Background: Bruxism, characterized by repetitive jaw-muscle activity involving clenching or grinding, often goes undetected until significant dental or muscular complications arise. Conventional diagnostic approaches—including clinical examination and patient self-reports—frequently miss early or nocturnal episodes. With the emergence of artificial intelligence (AI) and wearable biosensors, continuous and objective monitoring may enhance early detection. Objective: To assess the diagnostic accuracy of AI-integrated wearable jaw-movement sensors compared with standardized clinical examination for early bruxism detection. Methods: A cross-sectional study of 120 adults aged 18–50 years was conducted in Lahore over four months. Participants underwent simultaneous bruxism evaluation using AI-driven wearable jaw-movement sensors and clinical assessment based on international diagnostic criteria. The supervised AI algorithm analyzed sensor-recorded jaw-movement patterns to distinguish bruxism events from normal motion.
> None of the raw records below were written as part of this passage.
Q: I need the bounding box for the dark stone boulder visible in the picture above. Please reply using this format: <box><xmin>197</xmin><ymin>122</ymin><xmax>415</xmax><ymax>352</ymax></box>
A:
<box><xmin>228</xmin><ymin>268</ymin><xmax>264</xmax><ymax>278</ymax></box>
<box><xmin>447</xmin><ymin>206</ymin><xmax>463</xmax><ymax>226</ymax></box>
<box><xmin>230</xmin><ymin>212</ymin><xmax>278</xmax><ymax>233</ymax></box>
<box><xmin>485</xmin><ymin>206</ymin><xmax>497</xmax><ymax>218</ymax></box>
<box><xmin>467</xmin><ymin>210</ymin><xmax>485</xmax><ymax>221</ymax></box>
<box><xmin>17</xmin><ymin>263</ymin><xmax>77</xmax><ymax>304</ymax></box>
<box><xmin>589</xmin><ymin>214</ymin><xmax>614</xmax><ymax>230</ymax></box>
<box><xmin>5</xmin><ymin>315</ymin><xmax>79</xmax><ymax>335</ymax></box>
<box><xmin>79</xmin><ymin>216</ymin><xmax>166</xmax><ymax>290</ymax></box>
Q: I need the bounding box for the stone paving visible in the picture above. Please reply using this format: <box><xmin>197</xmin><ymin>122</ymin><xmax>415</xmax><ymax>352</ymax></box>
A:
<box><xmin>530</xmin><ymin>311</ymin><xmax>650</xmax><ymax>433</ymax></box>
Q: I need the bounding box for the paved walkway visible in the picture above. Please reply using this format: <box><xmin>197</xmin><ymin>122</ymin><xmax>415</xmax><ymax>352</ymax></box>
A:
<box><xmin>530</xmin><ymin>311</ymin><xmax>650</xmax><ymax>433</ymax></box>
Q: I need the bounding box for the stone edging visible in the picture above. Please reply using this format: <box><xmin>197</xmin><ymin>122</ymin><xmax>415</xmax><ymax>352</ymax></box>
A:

Diagnostic accuracy parameters including sensitivity, specificity, positive predictive value (PPV), negative predictive value (NPV), and ROC-AUC were computed using SPSS version 26. Results: The AI-enabled wearable device demonstrated a sensitivity of 96.6%, specificity of 89.3%, overall accuracy of 93.1%, PPV of 91.7%, and NPV of 95.2%. ROC analysis indicated excellent performance (AUC = 0.95). A strong correlation (r = 0.86, p < 0.001) was found between AI-detected and clinically diagnosed bruxism cases. Conclusion: AI-driven wearable jaw-movement sensors exhibit high diagnostic precision and strong agreement with clinical evaluation, supporting their utility as reliable, noninvasive tools for early bruxism detection and personalized dental care.